The reason it struck me so was a conversation I had had in Maruranau just a week or two previous. I will try to set the scene. B and I are driving around the Deep South on the Quest of the Holy Sewing Project. We have had a hot and spine-frottingly uncomfortable morning. We stop in with Adrian the Headteacher’s parents, even though we have barely met them, just because we want a break from stiff and awkward conversations. Adrian’s dad welcomes us like old friends, seating us on sawn-off log stools. He sends a man up a tree to fetch coconuts.
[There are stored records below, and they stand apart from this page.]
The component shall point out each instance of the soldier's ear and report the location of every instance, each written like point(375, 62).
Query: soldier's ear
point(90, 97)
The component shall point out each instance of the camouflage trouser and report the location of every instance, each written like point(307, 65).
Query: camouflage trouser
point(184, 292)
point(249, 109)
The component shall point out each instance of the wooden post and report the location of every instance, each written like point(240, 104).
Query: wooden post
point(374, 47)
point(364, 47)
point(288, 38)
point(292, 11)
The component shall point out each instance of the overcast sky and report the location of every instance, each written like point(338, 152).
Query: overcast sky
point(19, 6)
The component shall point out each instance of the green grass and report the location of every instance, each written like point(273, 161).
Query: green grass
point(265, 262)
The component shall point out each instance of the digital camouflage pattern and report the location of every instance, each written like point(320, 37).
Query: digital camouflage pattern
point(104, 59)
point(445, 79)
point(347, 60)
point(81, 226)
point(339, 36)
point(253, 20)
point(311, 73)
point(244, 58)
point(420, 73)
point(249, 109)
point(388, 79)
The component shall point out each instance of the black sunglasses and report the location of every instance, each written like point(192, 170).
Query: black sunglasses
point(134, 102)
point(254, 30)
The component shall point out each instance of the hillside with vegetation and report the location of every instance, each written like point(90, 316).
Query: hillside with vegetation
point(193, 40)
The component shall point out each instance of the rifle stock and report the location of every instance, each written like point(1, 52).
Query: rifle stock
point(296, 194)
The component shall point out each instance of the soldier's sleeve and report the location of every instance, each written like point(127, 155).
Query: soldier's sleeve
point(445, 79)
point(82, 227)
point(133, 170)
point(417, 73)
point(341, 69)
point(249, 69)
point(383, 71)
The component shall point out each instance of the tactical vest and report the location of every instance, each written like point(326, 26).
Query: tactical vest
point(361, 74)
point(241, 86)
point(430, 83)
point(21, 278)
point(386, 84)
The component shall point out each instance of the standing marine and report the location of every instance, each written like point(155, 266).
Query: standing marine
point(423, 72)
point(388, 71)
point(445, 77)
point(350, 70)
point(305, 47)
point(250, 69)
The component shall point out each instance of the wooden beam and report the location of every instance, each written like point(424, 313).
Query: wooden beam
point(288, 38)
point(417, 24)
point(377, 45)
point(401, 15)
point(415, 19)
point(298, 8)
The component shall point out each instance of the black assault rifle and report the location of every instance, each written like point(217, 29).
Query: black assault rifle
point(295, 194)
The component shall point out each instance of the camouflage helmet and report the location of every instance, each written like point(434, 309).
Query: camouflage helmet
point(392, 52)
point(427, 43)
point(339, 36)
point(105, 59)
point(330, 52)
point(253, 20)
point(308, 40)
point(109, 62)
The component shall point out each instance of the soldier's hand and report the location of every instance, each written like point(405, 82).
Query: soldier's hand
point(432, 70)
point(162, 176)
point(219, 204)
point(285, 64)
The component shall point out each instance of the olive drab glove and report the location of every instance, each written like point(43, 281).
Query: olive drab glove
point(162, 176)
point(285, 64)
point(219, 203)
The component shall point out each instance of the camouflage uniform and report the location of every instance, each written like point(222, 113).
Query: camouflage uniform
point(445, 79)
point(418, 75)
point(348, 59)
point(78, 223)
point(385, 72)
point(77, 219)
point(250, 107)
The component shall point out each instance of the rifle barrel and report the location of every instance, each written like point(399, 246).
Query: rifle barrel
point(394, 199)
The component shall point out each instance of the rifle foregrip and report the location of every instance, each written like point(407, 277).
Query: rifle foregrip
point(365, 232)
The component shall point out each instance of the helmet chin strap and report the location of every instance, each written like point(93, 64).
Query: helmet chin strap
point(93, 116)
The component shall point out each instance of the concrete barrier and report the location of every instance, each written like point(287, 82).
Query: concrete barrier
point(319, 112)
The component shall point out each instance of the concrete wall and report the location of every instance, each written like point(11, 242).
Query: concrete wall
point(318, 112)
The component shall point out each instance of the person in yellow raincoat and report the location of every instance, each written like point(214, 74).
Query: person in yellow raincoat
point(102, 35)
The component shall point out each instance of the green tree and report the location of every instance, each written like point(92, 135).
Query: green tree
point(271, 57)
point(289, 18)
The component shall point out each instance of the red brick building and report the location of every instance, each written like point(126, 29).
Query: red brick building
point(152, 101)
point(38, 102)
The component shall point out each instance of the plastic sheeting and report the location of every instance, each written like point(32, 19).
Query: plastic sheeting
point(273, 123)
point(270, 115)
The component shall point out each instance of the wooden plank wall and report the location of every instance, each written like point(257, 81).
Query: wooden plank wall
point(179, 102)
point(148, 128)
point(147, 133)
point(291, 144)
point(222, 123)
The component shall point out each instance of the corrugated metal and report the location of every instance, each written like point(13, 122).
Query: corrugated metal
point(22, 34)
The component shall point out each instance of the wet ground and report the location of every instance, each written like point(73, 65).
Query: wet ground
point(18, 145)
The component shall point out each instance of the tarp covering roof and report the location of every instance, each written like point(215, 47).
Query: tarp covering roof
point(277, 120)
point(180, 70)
He climbs using a figure of eight loop of cloth twisted round his feet, which he jumps up the trunk. The machete tucked down his back doesn’t seem to bother him. He lowers a huge bunch of coconuts. Adrian’s dad slices the top off and passes them on to be drunk, one, two, three each. The young green coconuts have only a thin, eggwhite-soft meat. He hatchets them in half and we scrape that out with a spoon.
We sit chatting of Aishalton, the Deep South Games, education and home. He tells us he has been preparing the ground for a full year now to plant a whole new set of coconut palms. He digs a hole 3 foot square by three foot deep, and fills it with compost. Watering regularly through the dry months, he keeps compressing and composting, compressing and composting. He fences to prevent the pigs scoffing all the compost. The crucial decision comes around May, when he must judge whether the rainy season is really set in. Plant too early and the coconut palm will die from insufficient water. Too late and it will not have a chance to mature as it needs to before the next dry season kills it off altogether.
His house is built for impermanence: mud brick and wood and thatch. Why would he collect money? The nearest bank is 6 rough and expensive hours away. The Guyanese dollar is a soft currency and few would bank on its worth. What expensive possessions would survive here? Electrics quickly die from the damp. Jewellery seems rather pointless when one is constantly grubby and scruffy and clothes never get clean. If it’s mouldable, rustable, or has any problems coping with heat, water, insects or being stomped on, forget it.
So he plants these coconut palms as the legacy for his grandchildren. It’s simple but genius. Doesn’t need replanting every few years, doesn’t need tending, isn’t susceptible to any of the listed attritions, and gives food, drink, shelter and roofing. When it comes to the crunch, which is more use? Somehow Adrian’s dad and his coconut palms make absolute nonsense of Patek Philippe.